Les terrasses extérieures sont accusées de faire de l’ombre au patrimoine de la ville si à leurs débuts, elles étaient censées le révéler. Concernant cet argument, la municipalité rennaise octroie quand même un délai assez long se terminant en 2022 pour l’installation d’équipements plus esthétiques.

Il semble toutefois que la raison de nature écologique prime sur celle esthétique. La lutte contre le réchauffement climatique est en effet, au cœur même des préoccupations des Rennais.

La décision de la municipalité de Paris concernant les terrasses chauffées

A Paris, le débat sur l’interdiction des terrasses chauffées, est en cours. Il pourrait même être au centre des prochaines élections municipales, et ce, notamment dans ce contexte de la prise de conscience écologique par un grand nombre de Français.

L’environnement est en effet, au centre des préoccupations majeures d’au moins un Français sur trois. La suppression de ces terrasses chauffées considérées comme une source potentielle de pollution de l’environnement, pourrait les intéresser. Elle ferait sûrement partie des thèmes verts urbains de cette année.

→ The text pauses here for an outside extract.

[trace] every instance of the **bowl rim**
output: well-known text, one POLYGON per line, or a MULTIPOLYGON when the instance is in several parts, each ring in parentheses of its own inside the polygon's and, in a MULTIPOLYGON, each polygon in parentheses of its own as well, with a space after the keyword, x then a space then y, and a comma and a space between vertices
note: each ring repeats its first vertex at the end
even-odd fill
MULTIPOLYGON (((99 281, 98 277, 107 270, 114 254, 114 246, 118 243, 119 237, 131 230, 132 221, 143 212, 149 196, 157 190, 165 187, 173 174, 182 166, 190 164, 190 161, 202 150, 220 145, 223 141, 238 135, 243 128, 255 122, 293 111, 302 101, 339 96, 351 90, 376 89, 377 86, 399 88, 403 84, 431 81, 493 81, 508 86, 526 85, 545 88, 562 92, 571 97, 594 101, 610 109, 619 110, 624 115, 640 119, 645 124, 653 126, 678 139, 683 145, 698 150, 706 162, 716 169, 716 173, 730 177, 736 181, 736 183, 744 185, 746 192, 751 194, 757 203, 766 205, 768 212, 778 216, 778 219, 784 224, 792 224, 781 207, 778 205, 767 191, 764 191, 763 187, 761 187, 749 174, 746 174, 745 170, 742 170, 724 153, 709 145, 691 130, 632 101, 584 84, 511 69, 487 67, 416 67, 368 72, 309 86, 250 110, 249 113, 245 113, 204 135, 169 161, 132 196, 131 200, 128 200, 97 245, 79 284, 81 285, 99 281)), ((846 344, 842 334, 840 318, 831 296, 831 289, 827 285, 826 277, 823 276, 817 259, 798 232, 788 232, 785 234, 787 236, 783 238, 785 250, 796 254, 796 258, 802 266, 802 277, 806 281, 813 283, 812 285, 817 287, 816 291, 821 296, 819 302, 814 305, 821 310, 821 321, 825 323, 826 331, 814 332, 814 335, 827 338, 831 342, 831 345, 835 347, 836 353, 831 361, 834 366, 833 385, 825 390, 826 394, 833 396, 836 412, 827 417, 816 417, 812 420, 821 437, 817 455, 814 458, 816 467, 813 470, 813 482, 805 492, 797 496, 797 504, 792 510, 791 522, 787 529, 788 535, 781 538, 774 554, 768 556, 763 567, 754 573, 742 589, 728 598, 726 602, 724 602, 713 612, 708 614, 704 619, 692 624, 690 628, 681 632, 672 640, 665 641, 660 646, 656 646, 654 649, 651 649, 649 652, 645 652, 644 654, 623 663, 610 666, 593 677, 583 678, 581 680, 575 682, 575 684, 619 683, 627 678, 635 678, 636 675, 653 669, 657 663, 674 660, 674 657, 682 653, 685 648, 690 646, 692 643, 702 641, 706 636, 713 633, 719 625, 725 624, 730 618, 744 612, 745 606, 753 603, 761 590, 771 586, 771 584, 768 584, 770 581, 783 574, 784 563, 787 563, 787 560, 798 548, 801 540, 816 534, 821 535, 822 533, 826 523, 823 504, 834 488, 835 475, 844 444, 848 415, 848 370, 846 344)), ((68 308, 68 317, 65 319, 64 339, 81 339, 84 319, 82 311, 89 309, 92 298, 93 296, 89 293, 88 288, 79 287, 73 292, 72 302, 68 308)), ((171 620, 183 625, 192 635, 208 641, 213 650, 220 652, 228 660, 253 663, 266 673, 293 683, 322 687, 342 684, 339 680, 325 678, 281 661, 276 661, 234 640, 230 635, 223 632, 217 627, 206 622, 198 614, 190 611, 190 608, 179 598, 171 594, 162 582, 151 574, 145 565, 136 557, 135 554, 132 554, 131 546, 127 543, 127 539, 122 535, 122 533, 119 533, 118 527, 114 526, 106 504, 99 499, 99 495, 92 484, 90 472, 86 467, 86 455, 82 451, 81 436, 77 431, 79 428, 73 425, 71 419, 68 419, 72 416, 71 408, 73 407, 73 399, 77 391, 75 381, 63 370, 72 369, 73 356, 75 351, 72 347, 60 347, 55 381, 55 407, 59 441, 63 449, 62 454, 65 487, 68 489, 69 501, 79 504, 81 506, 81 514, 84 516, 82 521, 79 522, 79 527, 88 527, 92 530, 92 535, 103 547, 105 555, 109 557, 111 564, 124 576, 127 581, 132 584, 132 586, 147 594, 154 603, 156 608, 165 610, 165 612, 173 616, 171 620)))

À Paris comme à Rennes, les terrasses chauffées ont fait leur apparition suite à la promulgation du décret interdisant la consommation de cigarettes en public. La loi impose d’ailleurs aussi que le chauffage de ces terrasses, ne doive pas émettre de gaz polluants. Cela n’a pourtant pas suffi pour que la mairie gagne lorsqu’elle a demandé en 2011, à ce que les chauffages à gaz de ces terrasses soient remplacés par des chauffages électriques.

Actuellement, près de 20 % du chiffre d’affaires des bars et restaurants sont constitués par ce que les fumeurs amateurs de ces terrasses chauffées et couvertes, y injectent. Il n’est donc pas certain que l’un des candidats à la mairie de Paris ose s’aventurer à les remettre en cause.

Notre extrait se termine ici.